7. A method for preparing a functional beverage for regulating gut microbiota and assisting in blood glucose management as described in any one of claims 1 to 6, characterized in that, Includes the following steps: Step S1: Add component A to purified water at a temperature of 40-55°C and stir until completely dissolved to form a prebiotic aqueous solution; Step S2: Add component B to purified water and perform ultrasonic dispersion to form a polyphenol dispersion. Step S3: Mix the prebiotic aqueous solution and the polyphenol dispersion, add component C and excipients, stir evenly to obtain a mixture; Step S4: The mixture is subjected to high-pressure homogenization to obtain a uniform suspension.

8. The method for preparing a functional beverage for regulating intestinal flora and assisting in blood glucose management according to claim 7, characterized in that, In step S1, the stirring rate is 300-500 rpm and the stirring time is 15-30 min; in step S2, the ultrasonic power is 200-400 W, the ultrasonic time is 5-15 min, and the ultrasonic temperature does not exceed 40℃.

9. The method for preparing a functional beverage for regulating intestinal flora and assisting in blood glucose management according to claim 7, characterized in that, Step S3 further includes adjusting the pH value to 4.0–5.5; In step S4, the homogenization pressure is 25-40 MPa, the homogenization is performed 2-3 times, the homogenization temperature does not exceed 50℃, and the particle size D50 of the homogenized suspension is not greater than 2 μm.

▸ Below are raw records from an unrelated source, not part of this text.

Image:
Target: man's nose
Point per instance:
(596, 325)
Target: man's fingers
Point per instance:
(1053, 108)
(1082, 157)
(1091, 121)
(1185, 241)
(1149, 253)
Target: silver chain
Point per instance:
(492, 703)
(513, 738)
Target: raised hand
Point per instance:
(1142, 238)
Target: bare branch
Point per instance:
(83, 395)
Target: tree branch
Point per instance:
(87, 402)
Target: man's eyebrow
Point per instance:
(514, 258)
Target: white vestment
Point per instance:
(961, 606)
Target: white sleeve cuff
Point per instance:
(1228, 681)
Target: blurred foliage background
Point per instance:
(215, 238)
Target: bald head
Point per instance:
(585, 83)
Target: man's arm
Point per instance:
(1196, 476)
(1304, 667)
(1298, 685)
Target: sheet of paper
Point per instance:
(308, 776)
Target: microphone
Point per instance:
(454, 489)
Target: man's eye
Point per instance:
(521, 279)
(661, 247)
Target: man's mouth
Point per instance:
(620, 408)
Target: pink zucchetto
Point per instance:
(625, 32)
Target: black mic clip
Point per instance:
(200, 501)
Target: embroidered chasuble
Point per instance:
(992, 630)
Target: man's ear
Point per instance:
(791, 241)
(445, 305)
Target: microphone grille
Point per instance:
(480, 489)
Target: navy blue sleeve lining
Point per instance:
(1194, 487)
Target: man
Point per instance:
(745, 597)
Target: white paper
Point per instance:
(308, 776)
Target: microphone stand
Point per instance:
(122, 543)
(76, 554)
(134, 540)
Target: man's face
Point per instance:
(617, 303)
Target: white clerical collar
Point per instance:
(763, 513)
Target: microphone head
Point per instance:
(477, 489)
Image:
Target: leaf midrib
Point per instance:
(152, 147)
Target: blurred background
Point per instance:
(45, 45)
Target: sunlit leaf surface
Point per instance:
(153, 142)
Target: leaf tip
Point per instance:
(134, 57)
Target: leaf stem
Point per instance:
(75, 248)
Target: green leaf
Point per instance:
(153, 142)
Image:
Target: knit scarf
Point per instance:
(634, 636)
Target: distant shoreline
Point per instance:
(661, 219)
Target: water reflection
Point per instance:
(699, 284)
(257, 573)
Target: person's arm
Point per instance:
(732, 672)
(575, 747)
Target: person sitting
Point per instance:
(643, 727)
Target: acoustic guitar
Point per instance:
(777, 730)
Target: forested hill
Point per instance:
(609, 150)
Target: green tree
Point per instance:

10. The method for preparing a functional beverage for regulating intestinal flora and assisting in blood glucose management according to claim 7, characterized in that, The process includes a sterilization step S5 after step S4: subjecting the uniform suspension to ultra-high temperature instantaneous sterilization at a temperature of 121–135°C for 4–15 seconds; and then aseptically cooling the sterilized solution to 25–30°C and aseptically filling it.